America also shows how, in this age of political polarisation, Covid can force even deeper wedges between a population. By and large, Trump’s nativist base wants protective measures to end, while Democrats take a more cautious European approach. These divisions have already turned ugly with armed protesters entering Michigan’s state capitol as legislators debated coronavirus emergency powers.

The US is a seething hotbed of tension at a time when most other nations have tried to put their divisions temporarily aside. It is not an exaggeration to say that some respected US commentators openly ponder the possibility that the nation could split in a way that hasn’t been seen since the American Civil War. Coronavirus is the crowbar prising American divisions further apart.

As America’s role as global leader evaporates, China waits in the wings to step forward as the dominant world power. When coronavirus emerged, there was speculation that Beijing’s handling of the outbreak was so bad the Communist Party might fall. Today, there’s no chance of that – the nation is recovering, and has been seen to handle the crisis relatively well. It is now aggressively fighting back against attacks by Trump and his supporters that China was to blame for the outbreak and the extent of global deaths.

China seemed to reflect all the competing tensions in the world relating to coronavirus – the role of America, the trouble in Europe, the future place of Beijing in the world – when it promised to send tonnes of medical equipment to Italy, at a time when Western states were failing to help. China also sent medical teams to Iran and supplies to Serbia whose president dismissed claims of European solidarity as a fairy tale, saying “the only country that can help us is China”.

That vignette should send a chill down the spine of anyone who believes in democracy. If nations like Italy need China to bail them out then democracy is in trouble – it has been eroded at home, and undermined abroad. While Beijing embarks on this PR campaign for dictatorship, it is using Covid as a cover to crush dissent in Hong Kong.

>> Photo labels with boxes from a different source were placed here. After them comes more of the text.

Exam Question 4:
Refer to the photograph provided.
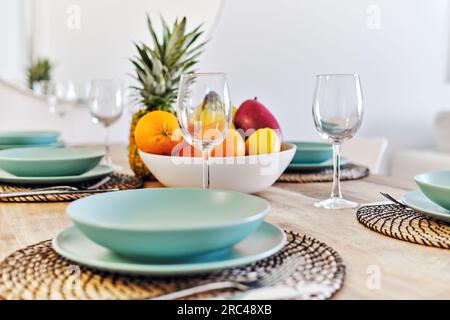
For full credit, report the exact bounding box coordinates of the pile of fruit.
[134,98,283,157]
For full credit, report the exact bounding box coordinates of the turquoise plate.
[66,188,270,259]
[402,190,450,222]
[0,141,64,150]
[414,171,450,210]
[0,165,114,185]
[0,147,105,177]
[286,158,348,171]
[0,131,60,145]
[52,222,286,276]
[290,141,333,164]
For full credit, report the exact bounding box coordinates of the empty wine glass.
[313,74,363,209]
[89,79,125,166]
[177,73,232,189]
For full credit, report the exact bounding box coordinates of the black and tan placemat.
[0,232,345,299]
[0,173,144,202]
[278,164,369,183]
[356,204,450,249]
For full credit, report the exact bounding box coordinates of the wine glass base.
[314,197,358,209]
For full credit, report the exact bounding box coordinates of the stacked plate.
[0,146,113,185]
[0,131,64,150]
[287,141,348,172]
[53,188,286,275]
[402,171,450,222]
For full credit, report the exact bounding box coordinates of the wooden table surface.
[0,146,450,299]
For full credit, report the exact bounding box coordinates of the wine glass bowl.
[89,79,125,166]
[313,74,363,209]
[177,73,232,189]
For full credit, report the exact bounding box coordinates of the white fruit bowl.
[139,143,297,193]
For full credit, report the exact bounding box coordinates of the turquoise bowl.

The poor performance by both the British and American administrations shows that the previous dominant dynamic in world affairs – US action backed by British support – is now a thing of the past.

Russia and its place in the world could also face great change thanks to Covid. Without doubt, the Kremlin is lying about the number of Russian dead. Putin’s regime is Soviet when it comes to truth – facts are what the government says they are. However, death changes a lot, and Putin’s ratings have now fallen to a historic low. Could coronavirus result in a post-Putin era? Or a reboot of glasnost – the spirit of openness which helped bring down Communism? Putin’s iron grip on power makes it unlikely, but even in Russia we see Covid warping the political landscape.

The Middle East is also starting to realign. After Saudi Arabia wounded the US fracking industry by flooding the world with cheap oil during this financially crippling pandemic, Trump, with his eyes fixed firmly on the stock market, took action. He withdrew air defence batteries, there to protect the kingdom from Iran, and pulled back troops, navy and fighter jets. The US-Saudi relationship was, until now, immutable. But that’s no longer true thanks to Covid – and the fact that oil prices are so low they don’t justify a US military presence to protect petroleum states like Saudi. US officials have even said that Iran no longer poses a threat to American strategic interests in the Gulf. Barely noticed, this is one of the greatest seismic shifts in geopolitics wrought by coronavirus.

Simultaneously, Iran is starting to withdraw some of its military from Syria where it has been backing the Assad regime. In turn, this reduces tensions with Israel in the region. The sands are shifting in the Middle East because of coronavirus, just as they are across the entire planet.

As France’s president Emmanuel Macron predicts of the outbreak: “This period will have taught us a lot. Many certainties and convictions will be swept away. Many things that we thought were impossible are happening. The day after when we have won, it will not be a return to the day before.”

Coronavirus has already warped the political world, and we’re still just a few months into the pandemic. Much change lies ahead – whether that change is good or bad lies in all our hands.